Повивальная бабка держала под мышкой сиреневый узелок, в котором позже, когда его развязали, оказался нехитрый инструментарий акушерки: таз, льняная простыня и принадлежности для крещения.
Жена кантора и Мальхен были готовы, если понадобится, помочь повивальной бабке. Пощупав Еве пульс, представительная дама распорядилась приготовить как можно больше горячей воды и заодно поинтересовалась возрастом роженицы.
— Сорок один год, — сказал Лессинг.
— В таком случае необходимо пригласить еще и врача! — заявила акушерка столь решительным тоном, что Лессинг тут же собрался в дорогу. Он не хотел ничем пренебречь, ничего упустить.

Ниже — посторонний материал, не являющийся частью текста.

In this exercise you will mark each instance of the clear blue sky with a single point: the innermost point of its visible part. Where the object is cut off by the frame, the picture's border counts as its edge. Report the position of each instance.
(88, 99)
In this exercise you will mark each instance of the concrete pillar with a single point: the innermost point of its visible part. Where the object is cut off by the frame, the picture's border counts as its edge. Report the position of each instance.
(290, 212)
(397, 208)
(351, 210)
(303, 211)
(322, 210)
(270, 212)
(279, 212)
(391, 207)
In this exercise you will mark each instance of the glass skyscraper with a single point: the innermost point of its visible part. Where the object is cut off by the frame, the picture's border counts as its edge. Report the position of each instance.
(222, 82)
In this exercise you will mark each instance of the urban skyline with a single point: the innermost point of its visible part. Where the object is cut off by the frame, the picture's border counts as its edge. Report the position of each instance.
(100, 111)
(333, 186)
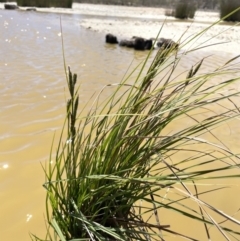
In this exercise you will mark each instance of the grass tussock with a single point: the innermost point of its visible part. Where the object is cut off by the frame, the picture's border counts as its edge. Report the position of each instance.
(121, 162)
(229, 6)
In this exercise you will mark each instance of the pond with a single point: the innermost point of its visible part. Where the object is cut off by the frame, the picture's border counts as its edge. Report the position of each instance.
(33, 97)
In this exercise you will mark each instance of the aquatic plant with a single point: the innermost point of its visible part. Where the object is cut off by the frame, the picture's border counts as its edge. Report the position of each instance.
(118, 167)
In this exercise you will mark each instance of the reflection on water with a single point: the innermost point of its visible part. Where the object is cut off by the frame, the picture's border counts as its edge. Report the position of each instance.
(32, 103)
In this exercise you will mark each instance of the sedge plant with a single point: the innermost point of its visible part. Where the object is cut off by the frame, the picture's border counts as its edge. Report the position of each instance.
(123, 163)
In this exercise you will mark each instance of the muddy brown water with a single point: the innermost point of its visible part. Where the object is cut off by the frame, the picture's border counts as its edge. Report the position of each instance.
(32, 109)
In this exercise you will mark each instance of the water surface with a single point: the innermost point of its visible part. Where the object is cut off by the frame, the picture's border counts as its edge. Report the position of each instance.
(32, 104)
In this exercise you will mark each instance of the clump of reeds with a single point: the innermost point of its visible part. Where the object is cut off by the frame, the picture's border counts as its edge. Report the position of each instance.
(227, 7)
(117, 164)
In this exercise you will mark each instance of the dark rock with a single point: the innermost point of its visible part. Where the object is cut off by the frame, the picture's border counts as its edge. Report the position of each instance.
(130, 43)
(111, 39)
(10, 6)
(31, 9)
(137, 43)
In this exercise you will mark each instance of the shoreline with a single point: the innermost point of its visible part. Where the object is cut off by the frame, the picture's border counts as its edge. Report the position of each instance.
(128, 21)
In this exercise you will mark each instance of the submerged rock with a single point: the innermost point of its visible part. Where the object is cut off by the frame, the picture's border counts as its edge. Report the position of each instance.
(111, 39)
(10, 6)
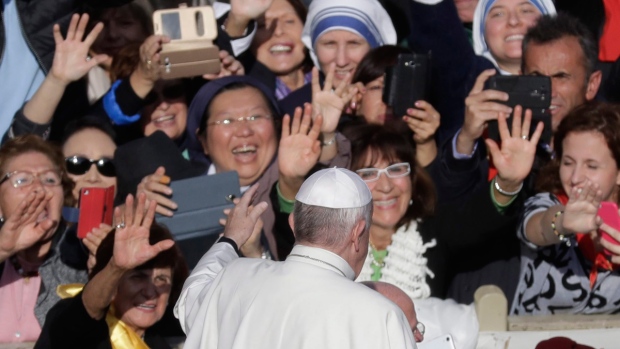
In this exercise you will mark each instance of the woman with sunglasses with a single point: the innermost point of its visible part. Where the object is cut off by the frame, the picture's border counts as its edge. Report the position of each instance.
(34, 187)
(88, 146)
(413, 244)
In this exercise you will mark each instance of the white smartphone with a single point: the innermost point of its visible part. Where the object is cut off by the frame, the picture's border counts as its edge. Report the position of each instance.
(441, 342)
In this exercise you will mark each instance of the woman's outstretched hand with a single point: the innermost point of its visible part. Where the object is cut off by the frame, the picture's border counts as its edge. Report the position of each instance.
(131, 240)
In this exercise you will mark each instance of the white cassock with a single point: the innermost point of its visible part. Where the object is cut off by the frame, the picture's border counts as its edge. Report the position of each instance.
(308, 301)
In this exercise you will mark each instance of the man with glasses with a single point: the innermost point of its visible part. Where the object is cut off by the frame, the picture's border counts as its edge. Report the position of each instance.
(310, 300)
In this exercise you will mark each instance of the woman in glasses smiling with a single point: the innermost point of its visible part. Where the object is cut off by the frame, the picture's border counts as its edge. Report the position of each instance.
(88, 146)
(33, 189)
(413, 244)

Эта предусмотрительность оказалась весьма кстати, ибо роды протекали неожиданно тяжело. Пришлось даже применить ужасные железные щипцы.
На свет появился светловолосый мальчик и огласил комнату первыми криками. Добро пожаловать, дорогой сын! — подумал Лессинг. Акушерка завернула младенца в теплые пеленки и положила его в широкую постель Лессинга. Тот встал рядом, отказываясь уйти, и долго всматривался в лицо сына. Оно казалось ему таким родным!

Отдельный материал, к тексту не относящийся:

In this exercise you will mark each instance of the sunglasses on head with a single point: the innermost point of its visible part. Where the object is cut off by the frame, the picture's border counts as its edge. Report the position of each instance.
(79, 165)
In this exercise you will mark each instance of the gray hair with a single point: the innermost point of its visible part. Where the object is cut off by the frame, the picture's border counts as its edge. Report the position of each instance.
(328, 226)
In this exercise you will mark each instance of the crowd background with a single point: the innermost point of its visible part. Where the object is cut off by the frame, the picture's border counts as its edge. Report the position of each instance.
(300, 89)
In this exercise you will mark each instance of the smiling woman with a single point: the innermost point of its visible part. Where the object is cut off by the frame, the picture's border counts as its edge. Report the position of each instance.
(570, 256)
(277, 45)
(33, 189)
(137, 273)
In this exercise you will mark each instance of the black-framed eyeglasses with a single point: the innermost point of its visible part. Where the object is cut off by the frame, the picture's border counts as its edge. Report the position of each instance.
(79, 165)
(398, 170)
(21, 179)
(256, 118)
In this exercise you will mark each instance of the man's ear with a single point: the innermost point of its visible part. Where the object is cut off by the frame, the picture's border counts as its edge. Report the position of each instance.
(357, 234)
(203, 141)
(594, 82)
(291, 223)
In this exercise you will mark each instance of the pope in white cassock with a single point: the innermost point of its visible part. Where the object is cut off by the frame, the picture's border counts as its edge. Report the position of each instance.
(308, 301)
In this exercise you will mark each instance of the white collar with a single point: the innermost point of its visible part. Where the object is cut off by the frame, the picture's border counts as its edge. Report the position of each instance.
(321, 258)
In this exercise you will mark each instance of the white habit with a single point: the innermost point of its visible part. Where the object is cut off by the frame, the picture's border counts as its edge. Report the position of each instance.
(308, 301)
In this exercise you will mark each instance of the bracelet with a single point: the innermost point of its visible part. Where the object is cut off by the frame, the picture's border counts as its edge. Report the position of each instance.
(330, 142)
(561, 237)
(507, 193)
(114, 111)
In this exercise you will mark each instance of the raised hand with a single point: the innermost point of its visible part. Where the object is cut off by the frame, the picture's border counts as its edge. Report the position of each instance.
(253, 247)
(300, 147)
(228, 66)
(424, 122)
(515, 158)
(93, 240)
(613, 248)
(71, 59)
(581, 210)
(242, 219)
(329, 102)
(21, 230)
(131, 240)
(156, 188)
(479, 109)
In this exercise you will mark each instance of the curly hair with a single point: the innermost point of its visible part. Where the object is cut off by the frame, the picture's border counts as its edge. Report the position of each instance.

Врач откланялся, пообещав заглянуть позднее, Ева спала, а повивальная бабка отвела Лессинга в сторону и предупредила, что ему потребуется немало выдержки. Но он лишь возразил:
— Теперь, когда я так счастлив?
Милое кудрявое дитя спало на подушках, поражая своей бледностью, и на следующий день тихо скончалось, как угасает огонек. Рождество 1777 года.
«Радость моя была недолгой: я лишился сына и горько его оплакиваю: ибо в нем было столько разума, столько разума! — писал Лессинг своему верному другу Эшенбургу. — Не подумайте, будто короткие часы отцовства успели превратить меня в этакого одуревшего папашу-болвана. Я знаю, что говорю. Разве это не было проявлением разума, что его пришлось тащить на свет железными щипцами? и что он сразу распознал неладное? — Разве это не было проявлением разума, что он воспользовался первой же возможностью, дабы снова покинуть этот мир? Правда, маленький негодник того и гляди утащит за собой и мать, ибо надежда, что мне удастся сохранить ее, все еще слаба. Единственный раз я захотел обрести те же нехитрые радости жизни, что и прочие люди. Но видно не судьба».

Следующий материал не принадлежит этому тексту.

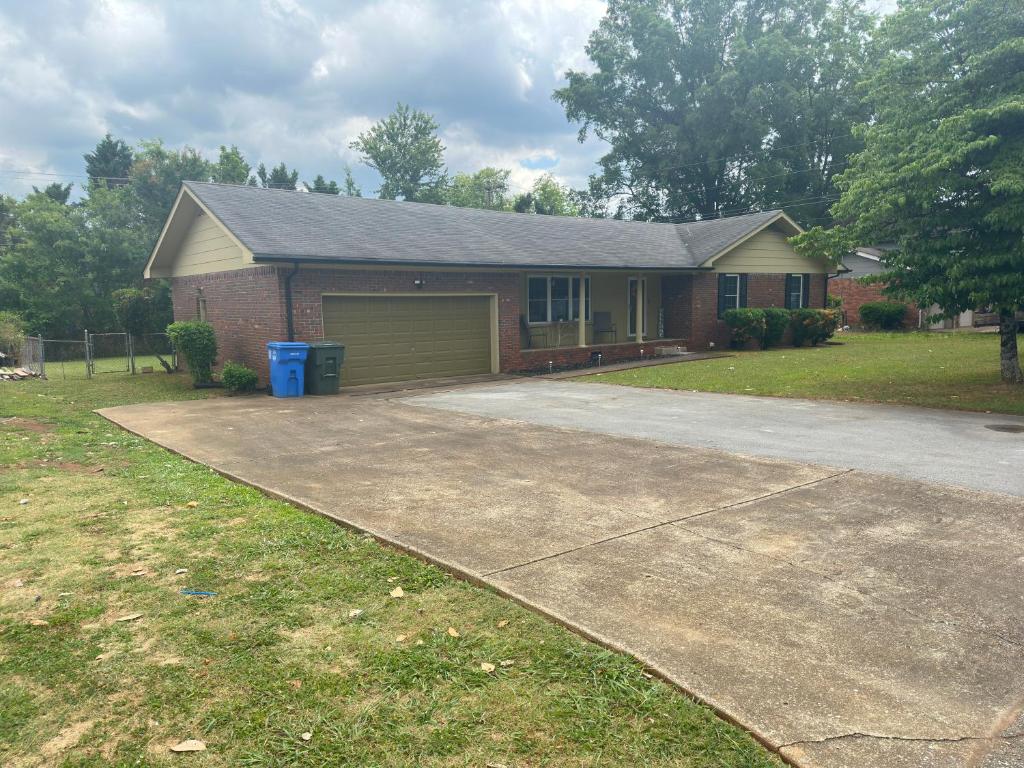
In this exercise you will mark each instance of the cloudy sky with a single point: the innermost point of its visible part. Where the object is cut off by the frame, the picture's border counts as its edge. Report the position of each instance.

Десять дней Ева пролежала в беспамятстве. Лессинг не отходил от ее постели. Затем ей стало немного лучше, появилась слабая надежда. Надежда! Он сел за стол и написал своему брату Карлу: «Только что я пережил четырнадцать самых печальных дней, какие только выпадали на мою долю. Я рисковал потерять жену, а эта потеря чрезвычайно омрачила бы мне остаток жизни. Она разрешилась от бремени, и я сделался отцом прелестного мальчика, здорового и бодрого. Но он оставался таковым лишь двадцать четыре часа став жертвой жестокого способа, которым его пришлось вытягивать на свет… Короче говоря, я едва осознаю, что был отцом. Радость была столь быстротечна, а скорбь отступила перед еще большей тревогой! Ибо Ева лежала все эти девять, а то и десять дней без сознания, и каждый день, каждую ночь меня по нескольку раз отгоняли от ее постели, опасаясь, что я лишь усугублю ее предсмертные страдания. Ибо меня она узнавала даже в беспамятстве. Наконец, болезнь разом отступила, и вот уже три дня, как я питаю твердую надежду, что на сей раз мне все же удастся ее сохранить…»
Но Еву опять охватила страшная слабость. Лессинг сидел у ее постели, вытирал холодный пот с ее лица, смачивал ей пересохшие губы, нежно гладил ее волосы, страстно шептал ее имя и все же не смог ее спасти. Искра угасла.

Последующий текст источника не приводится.